Abstract

Adrenocorticotrophin (ACTH) is the anterior pituitary mediator of the hypothalamic–pituitary–adrenal axis that regulates the body's responses to a variety of stressors, particularly hypoglycemia, psychological stressors such as fear, and physical stressors such as hypovolemia. ACTH is the 39 amino acid product of proopiomelanocortin (POMC), which is principally synthesized in anterior pituitary corticotrophs, neurons of the mediobasal hypothalamus, and skin melanocytes. In each of these cell types, POMC is processed to a variety of melanocortins: ACTH (in the pituitary), α-MSH (in the skin and hypothalamus), and β-endorphin (in all three). ACTH, in response to hypothalamic corticotrophin–releasing hormone, is secreted and binds to the adrenal melanocortin 2 receptor (MC2R), a G protein–coupled receptor that signals through cyclic AMP to stimulate cortisol production and secretion.

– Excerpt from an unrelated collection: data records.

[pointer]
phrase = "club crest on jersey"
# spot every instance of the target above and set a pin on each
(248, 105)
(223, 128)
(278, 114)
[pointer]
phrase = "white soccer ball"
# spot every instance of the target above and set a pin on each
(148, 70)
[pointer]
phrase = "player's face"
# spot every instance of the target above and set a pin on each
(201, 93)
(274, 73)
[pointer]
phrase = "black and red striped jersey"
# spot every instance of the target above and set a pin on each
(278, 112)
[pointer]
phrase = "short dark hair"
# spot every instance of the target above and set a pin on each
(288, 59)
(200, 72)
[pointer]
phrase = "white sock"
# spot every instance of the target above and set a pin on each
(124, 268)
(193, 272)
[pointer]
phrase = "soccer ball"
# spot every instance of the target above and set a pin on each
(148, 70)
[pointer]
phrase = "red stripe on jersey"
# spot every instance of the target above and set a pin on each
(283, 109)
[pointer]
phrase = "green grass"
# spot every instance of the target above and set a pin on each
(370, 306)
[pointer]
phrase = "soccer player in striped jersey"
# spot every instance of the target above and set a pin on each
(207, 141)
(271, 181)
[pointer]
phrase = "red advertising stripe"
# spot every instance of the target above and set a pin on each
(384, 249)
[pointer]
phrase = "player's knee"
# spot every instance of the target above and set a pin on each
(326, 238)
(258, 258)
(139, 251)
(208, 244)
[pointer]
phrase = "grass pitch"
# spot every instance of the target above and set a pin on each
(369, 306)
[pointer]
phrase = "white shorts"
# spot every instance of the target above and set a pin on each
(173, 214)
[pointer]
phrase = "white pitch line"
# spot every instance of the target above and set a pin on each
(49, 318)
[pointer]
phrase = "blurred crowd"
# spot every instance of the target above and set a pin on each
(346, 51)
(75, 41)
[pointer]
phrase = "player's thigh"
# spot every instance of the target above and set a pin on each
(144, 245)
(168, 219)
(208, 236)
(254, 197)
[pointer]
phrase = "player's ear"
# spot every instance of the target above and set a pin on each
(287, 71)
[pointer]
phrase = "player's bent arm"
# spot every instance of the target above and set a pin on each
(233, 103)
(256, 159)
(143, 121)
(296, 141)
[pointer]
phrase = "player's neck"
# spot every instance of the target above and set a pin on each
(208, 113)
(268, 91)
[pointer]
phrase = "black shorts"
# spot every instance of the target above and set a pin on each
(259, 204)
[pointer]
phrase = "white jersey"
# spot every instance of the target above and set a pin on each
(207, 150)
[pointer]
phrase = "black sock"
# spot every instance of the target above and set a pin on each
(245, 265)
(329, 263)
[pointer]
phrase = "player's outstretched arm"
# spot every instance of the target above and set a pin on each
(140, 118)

The main action of cortisol is to maintain adequate body fuel supplies and blood pressure during times of stress. α-MSH in skin, in response to ultraviolet light exposure, is released and binds to MC1R, which stimulates the production of melanin to increase skin pigmentation. α-MSH in the hypothalamus, in response to leptin, is released from neurons to act through MC4R receptors in the paraventricular nucleus of the hypothalamus, to decrease appetite and increase energy expenditure. Diseases involving ACTH are due to pituitary or ectopic tumors that secrete excessive ACTH, faulty transcription of the POMC gene, abnormal cleavage of the POMC precursor, or defects in signaling of POMC products via (at least) MC1R, MC2R, or MC4R. In addition, MC2R and MC4R require an accessory protein for their function, namely, melanocortin receptor 2 accessory protein (MRAP), and MRAP2, respectively, and mutations in these proteins impair the function of their associated receptors.